横来的两刀贴着江楚脑袋而过,“进去。”江楚嘱咐了一句身子底下的人,后者倒是干脆,直接在地上侧身滚进了屋子。
江楚两剑解决杀手,进屋却发现那人又不见了,只有另一侧的大门敞开,“不是我又不杀你,你跑什么啊?!”
昭卿这边同样郁闷,说好了让对方跟紧自己,屁股一转人就不见了。最后找到了对方的背影,人已经不知何时蹿到三楼东侧的外廊了。
三楼的外廊与五座廊桥相接,直通东楼,两楼之间的最底下是一条绵延五百米的园林带,竹林杨柳石桥溪水,在此间各相纷呈。
江楚与昭卿的目标都已经跑上了廊桥。他俩想喘口气,但黑鬼们根本不给机会。黑鬼们廊桥间飞跃,身形一瞬遮蔽了日光,猛地俯冲而下撞破廊桥栏杆,扎进了两个目标人物所在之处。
江楚脚底化风,身形如飞絮般轻闪,手中长剑飞掷而出,震开了几把夺命的匕首,而后身形瞬现目标人物身后,接剑斩剑要了敌方性命,“(无奈)咱商量商量,不跑了行不行?”
江楚没等到那人回话,脑袋上的廊顶突然被轰碎,碎木片瓦“嗖嗖”崩来,刘守反握匕首从窟窿里“唰”得袭来,
“算了接着跑吧!”江楚对着那人说完,横剑格挡刘守攻势,后背顿时抵靠在了桥栏上,不成想桥栏并不结实,再加上刘守突加力劲,自己直接冲破了桥栏落于空中。
刘守:“自身难保的人,还想保别人的命?”他在空中旋子转体,利刃划出道道白光,“叮叮叮”砍在江楚的长剑上。

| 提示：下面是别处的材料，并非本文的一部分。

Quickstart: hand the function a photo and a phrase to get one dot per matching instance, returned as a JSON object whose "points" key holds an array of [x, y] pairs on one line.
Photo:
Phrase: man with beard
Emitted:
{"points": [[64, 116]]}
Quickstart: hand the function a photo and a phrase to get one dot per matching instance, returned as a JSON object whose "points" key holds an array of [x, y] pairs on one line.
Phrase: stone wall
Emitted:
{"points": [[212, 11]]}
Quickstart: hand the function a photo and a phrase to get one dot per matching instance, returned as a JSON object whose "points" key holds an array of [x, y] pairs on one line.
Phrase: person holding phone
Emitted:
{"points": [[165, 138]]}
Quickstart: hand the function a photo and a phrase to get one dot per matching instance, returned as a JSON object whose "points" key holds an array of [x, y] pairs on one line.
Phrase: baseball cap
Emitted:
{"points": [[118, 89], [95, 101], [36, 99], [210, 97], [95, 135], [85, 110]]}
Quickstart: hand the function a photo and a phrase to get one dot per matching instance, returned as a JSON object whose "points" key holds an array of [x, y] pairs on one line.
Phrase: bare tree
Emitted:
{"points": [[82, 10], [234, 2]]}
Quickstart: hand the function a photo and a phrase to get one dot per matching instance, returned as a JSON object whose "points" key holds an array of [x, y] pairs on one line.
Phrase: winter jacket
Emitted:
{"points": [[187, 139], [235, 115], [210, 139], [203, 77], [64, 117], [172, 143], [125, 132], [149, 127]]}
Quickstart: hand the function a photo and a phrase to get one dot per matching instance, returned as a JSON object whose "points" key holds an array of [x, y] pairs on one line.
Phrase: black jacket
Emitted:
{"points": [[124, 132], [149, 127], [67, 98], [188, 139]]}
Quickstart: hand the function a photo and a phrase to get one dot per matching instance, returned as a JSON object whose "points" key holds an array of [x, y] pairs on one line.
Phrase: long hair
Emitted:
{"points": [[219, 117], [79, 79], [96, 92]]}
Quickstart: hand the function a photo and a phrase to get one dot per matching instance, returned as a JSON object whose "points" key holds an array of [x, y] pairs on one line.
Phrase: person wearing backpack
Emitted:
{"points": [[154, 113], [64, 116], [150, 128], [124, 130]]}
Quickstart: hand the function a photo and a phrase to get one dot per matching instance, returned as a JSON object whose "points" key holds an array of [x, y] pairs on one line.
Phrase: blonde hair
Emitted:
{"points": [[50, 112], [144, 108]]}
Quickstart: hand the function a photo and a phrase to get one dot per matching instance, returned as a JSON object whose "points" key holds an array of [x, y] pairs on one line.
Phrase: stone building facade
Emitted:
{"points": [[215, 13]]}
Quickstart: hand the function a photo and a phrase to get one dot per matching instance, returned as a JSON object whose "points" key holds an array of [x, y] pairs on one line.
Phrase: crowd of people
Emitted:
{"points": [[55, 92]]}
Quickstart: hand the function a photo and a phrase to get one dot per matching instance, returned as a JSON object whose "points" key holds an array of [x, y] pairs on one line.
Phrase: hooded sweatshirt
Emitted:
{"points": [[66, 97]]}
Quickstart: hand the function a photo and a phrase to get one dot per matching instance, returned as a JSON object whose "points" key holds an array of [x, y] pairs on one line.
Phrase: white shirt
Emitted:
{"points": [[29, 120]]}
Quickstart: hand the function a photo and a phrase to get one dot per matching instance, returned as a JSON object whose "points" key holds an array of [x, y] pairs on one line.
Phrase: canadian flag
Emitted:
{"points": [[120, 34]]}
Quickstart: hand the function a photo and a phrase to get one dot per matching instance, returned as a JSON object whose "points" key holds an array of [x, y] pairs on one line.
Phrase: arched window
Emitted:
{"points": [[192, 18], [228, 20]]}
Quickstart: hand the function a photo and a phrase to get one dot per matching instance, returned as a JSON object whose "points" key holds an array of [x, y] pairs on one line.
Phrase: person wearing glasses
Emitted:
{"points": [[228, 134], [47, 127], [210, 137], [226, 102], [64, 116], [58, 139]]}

江楚顺着他的转向,用剑面拍去,抽陀螺一般,同时让自己与他在空中拉开距离。察觉到身后是另一座廊桥,他反握长剑插入柱子中,借力腾翻,跃上了廊桥顶。
他刚稳住身形,脑后便一阵凉意,俯身过两招,察觉身后还有杀气,脚底清风徐盈,他如飞絮般在廊桥顶迅闪,淡淡清光飘轻鸿,脚下作止稳住了身子,长剑甩至身侧,负手立于日辉下。